Huile de poisson : avantages, effets secondaires, posologie et interactions. Si vous cherchez à obtenir plus d’oméga-3 dans votre alimentation et que vous n’aimez pas manger du poisson, vous ne seriez pas le premier à envisager une option plus pratique : un supplément d’huile de poisson

Selon les chiffres des National Institutes of Health, environ 80 %, soit environ 19 millions d’Américains, prennent une sorte de supplément d’huile de poisson en vente libre (OTC). 

En plus d’être plus pratiques, des études indiquent que les suppléments d’huile de poisson sont beaucoup moins susceptibles que le poisson de contenir des contaminants, en raison de la purification qui se produit pendant le processus de fabrication. 

Huile de poisson : avantages, effets secondaires, posologie et interactions

L’huile de poisson vendue en vente libre contient de l’EPA et du DHA, les deux types d’oméga-3 présents dans le poisson.

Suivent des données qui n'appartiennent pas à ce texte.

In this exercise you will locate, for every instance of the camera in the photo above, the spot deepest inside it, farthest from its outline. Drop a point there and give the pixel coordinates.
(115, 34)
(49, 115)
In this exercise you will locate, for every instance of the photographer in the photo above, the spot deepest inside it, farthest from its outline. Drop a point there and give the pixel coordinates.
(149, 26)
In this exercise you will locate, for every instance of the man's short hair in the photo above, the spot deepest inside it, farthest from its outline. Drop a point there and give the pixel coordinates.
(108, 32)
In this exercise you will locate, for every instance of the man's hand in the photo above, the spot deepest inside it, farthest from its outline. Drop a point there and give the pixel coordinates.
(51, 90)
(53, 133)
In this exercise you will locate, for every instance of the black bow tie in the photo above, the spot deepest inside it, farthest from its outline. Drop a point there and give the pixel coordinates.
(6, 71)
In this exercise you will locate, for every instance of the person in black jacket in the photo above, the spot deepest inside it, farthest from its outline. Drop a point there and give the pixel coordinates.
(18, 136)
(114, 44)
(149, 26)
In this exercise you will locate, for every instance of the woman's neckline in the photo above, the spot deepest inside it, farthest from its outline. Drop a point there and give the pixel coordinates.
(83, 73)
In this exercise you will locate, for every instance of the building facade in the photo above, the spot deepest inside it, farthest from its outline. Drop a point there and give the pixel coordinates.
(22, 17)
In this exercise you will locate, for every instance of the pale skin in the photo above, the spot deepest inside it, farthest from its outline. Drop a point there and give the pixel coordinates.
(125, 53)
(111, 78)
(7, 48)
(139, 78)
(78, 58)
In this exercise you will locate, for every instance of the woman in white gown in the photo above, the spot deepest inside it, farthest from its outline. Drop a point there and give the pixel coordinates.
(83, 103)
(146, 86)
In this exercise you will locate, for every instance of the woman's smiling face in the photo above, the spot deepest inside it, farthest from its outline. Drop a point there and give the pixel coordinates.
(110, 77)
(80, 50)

Les suppléments d’huile de poisson en vente libre sont différents de ceux prescrits aux personnes ayant des triglycérides très élevés, notamment :

  • Lovaza (esters éthyliques oméga-3)
  • Vascepa (icosapent éthyl)
  • Epanova (acides oméga-3-carboxyliques)

Avantages pour la santé

La recherche suggère que l’huile de poisson peut offrir les avantages suivants.

Arthrite et maladies auto-immunes

L’huile de poisson s’est avérée efficace dans le traitement des symptômes de la polyarthrite rhumatoïde (PR) en réduisant la raideur matinale, la sensibilité des articulations et le nombre d’articulations enflées et en régulant la réponse immunitaire. 

L’huile de poisson peut également aider à gérer les facteurs de risque cardiovasculaire, ce qui est important puisque les personnes atteintes de PR courent un risque accru de crise cardiaque. 

Selon l’Arthritis Foundation, l’huile de poisson peut également être utilisée pour :

Bien que l’huile de poisson ne puisse pas prévenir une crise cardiaque ou un accident vasculaire cérébral (AVC) , il a été prouvé par des études qu’elle réduit certains des facteurs de risque associés à ces deux affections, notamment :

  • Augmenter le « bon » cholestérol HDL
  • Abaisser les triglycérides
  • Légère baisse de la tension artérielle
  • Ralentir la progression de l’athérosclérose (durcissement des artères)
  • Réduire les rythmes cardiaques anormaux ou les arythmies

Si vous prenez de l’huile de poisson parce que vous avez des triglycérides élevés, un type de graisse associé à un risque accru de maladie cardiaque, votre médecin peut vous prescrire une huile de poisson sur ordonnance comme Lovaza

Les capsules d’huile de poisson sur ordonnance contiennent de l’huile de poisson hautement purifiée avec une plus grande concentration d’acides gras oméga-3 que la plupart des capsules d’huile de poisson en vente libre. 

Santé mentale

La recherche a montré que l’huile de poisson, qui est riche en acides gras oméga-3 EPA et DHA , peut être utile dans le traitement de la dépression . 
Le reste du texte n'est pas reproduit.